Размер шрифта
-
+

Тайная история Костагуаны - стр. 22

.

Письмо Мигеля Альтамирано к Антонии де Нарваэс,
Барранкилья, без даты

Вам это, вероятно, покажется смешно, но я непрестанно вас вспоминаю. И сокрушаюсь о вас, ведь вы были вынуждены вернуться к тому, кого не любите, в то время как я неумолимо отдаляюсь от той, кого боготворю[9]. <…> Вчера мы высадились; сегодня пересечем песчаную равнину, отделяющую нас от Сальгара, где ждет пароход, который доставит нас к месту назначения. Вид Великого Атлантического Океана, пути в мое будущее, вызывает у меня столь желанное умиротворение. <…> Со мною едет симпатичный иностранец, он не знает нашего языка, но выказывает охоту выучить. Он показал мне свой путевой дневник и в нем вырезки из Panama Star, касающиеся, как я понял, продвижения железной дороги. В ответ я пытался втолковать ему, что эта металлическая гусеница, способная пядь за пядью покорить непроходимые джунгли, – предмет и моего глубочайшего восхищения, но не знаю, удалось ли мне передать свои чувства.

Письмо Антонии де Нарваэс к Мигелю Альтамирано,
Без места, Рождество

Ваши слова чересчур громки, а ваша взволнованность неуместна. Причины нашей встречи, сеньор, до сих пор неподвластны моему пониманию, да я и не собираюсь над ними раздумывать; я ни в чем не раскаиваюсь, но какой прок изображать интерес к тому, что есть всего лишь случайность? Наша судьба, кажется, не сулит нам дальнейших встреч, и уверяю вас, что со своей стороны сделаю все, чтобы их избежать <…> Моя жизнь пройдет здесь; здесь, подле мужа, мне суждено остаться. Я не могу допустить, чтобы вы в приступе невероятной гордыни возомнили, будто знаете, где мое сердце. Вынуждена напомнить, что мы с вами, дон Мигель, несмотря на злосчастный случай, едва знакомы. Мои слова жестоки? Понимайте как угодно.

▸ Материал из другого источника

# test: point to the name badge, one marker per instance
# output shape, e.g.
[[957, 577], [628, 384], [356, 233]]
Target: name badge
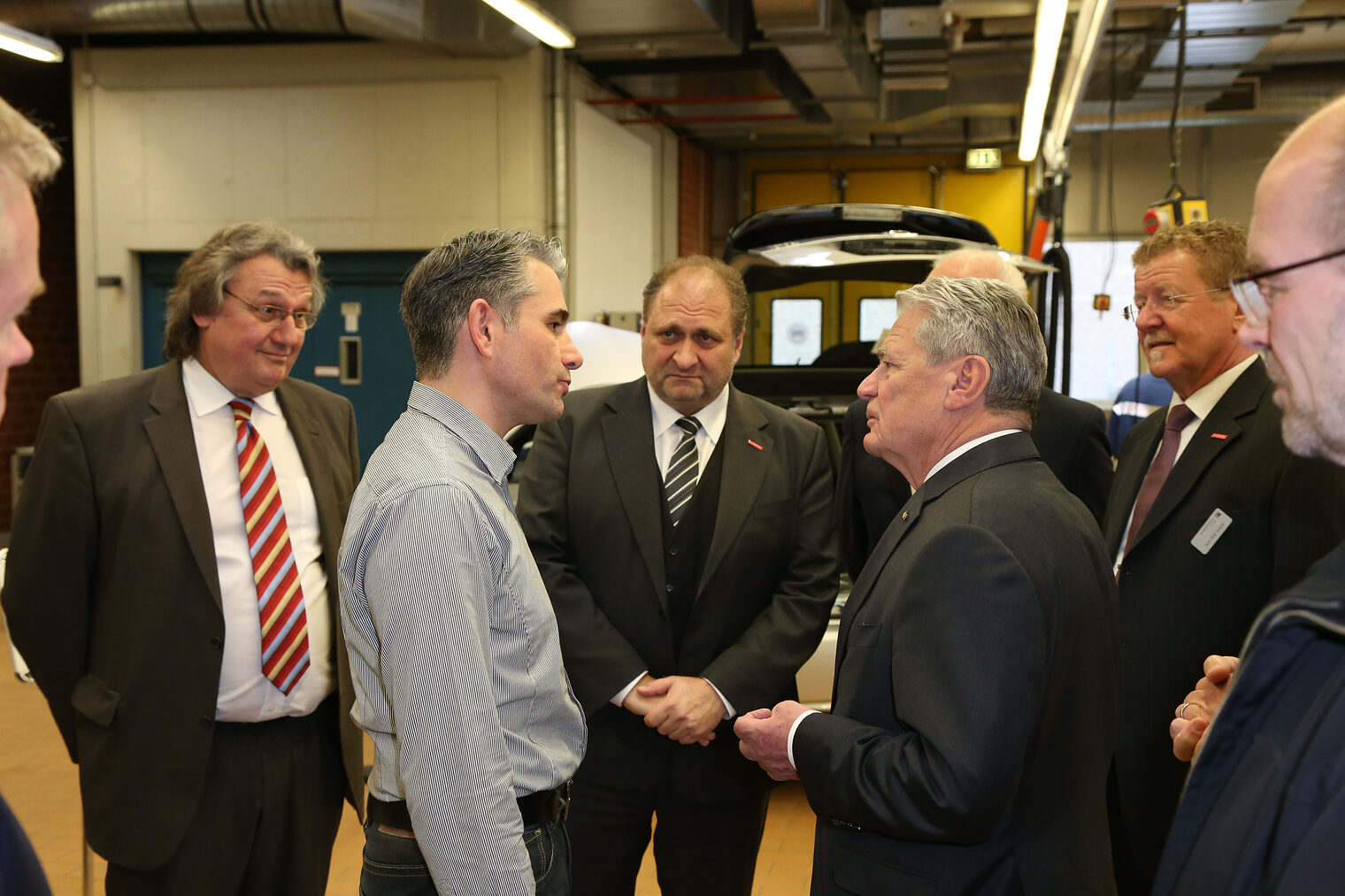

Письмо Мигеля Альтамирано к Антонии де Нарваэс
Колон, 29 января 1855 года

Наконец-то это случилось: железная дорога запущена, и мне посчастливилось стать свидетелем огромного шага к Прогрессу. Церемония, по моему скромному мнению, была не такой пышной, как того требовало событие, но на ней в полном составе присутствовал Народ, неофициальные представители всего Человечества, и на улицах слышались все языки, созданные человеческим гением[10] <…> В толпе, истинном Ковчеге рас, я заметил одного из бывших соратников Мело, лейтенанта, чье имя не стоит здесь записывать. Его выслали в Панаму в наказание за участие в военном перевороте, да, том самом, последствия которого я по мере своих скромных способностей помогал обратить. Когда он рассказал мне об этом, я, признаюсь, опешил. Панама – кара для мятежников? Перешеек, Сосредоточие Грядущего, стал местом ссылки врагов демократии? Я не нашелся что возразить. Пришлось принять очевидное: то, что я считаю одной из величайших наград, выпавших мне, хоть ничем в жизни я ее не заслужил, для моего правительства – способ избавляться от преступников, хуже которого разве что эшафот. <…> Ваши слова, сеньора, – кинжалы, вонзающиеся мне в сердце. Презирайте меня, но не пренебрегайте мною, оскорбляйте, но не обдавайте холодом. Я с той ночи остаюсь вашим преданным слугой и не теряю надежд на нашу следующую встречу. <…> Климат Перешейка великолепен. Небеса чисты, воздух сладок. Репутация его, могу теперь утверждать, чудовищно несправедлива.